All we can do is make personal choices to be socially responsible. I agree that socially distancing is not the absolute solution but it’s something that we can do to reduce the spread of the virus. I know this poses a challenge to people who have jobs they have to go to and kids that they have to entertain, but we all have to make sacrifices in order to protect the greater population. You know, the greater population that have the right to use all of the same resources that are available to us – the hospitals that are overcrowded, the grocery stores that are meant to feed everyone and not just a select few, and the freedom to walk down the streets and buildings without fearing the breath of the person standing or walking next to us.

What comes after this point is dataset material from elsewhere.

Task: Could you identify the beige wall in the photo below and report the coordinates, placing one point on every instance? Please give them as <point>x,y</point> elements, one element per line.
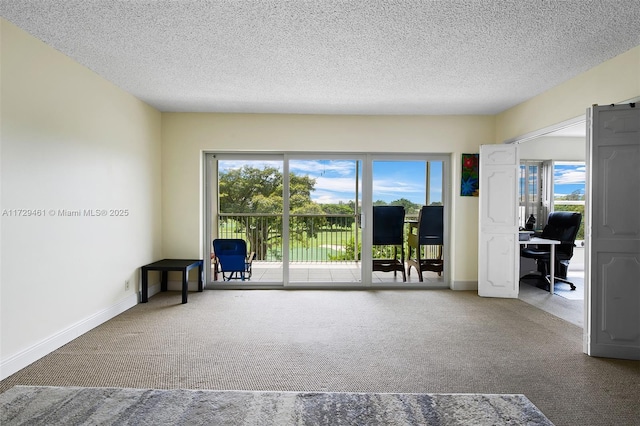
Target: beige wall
<point>70,140</point>
<point>186,136</point>
<point>614,81</point>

This is not about living in fear or rebelling against the universe by not being allowing ourselves to be held hostage. This is about trying to end a pandemic that can ultimately touch you, your family, your loved ones, and your community at some point in the near future. Stay home if you are sick. Work from home if you can. Isolate or quarantine if you have been out of the country. Wash your hands. Share the supplies with those who also need them. Talk to your kids about covid-19 in a realistic and productive way that does not instill fear or anxiety. Take care of the elderly and immuno-compromised. Screw our conspiracy theories and political views. It doesn’t matter anymore. Don’t worry about the actions of others and exercise your own power and choice. Lead by example and know that you did the right thing during a time of crisis.

Tell people with words and actions that you care about them by doing your part. If this pandemic has taught us anything, it is that at any given day or hour, our lives and liberties can significantly change. Tables can be turned in an instant. And I don’t know about you, but I would want to be able to trust in others that they would care about me and family and all of our futures.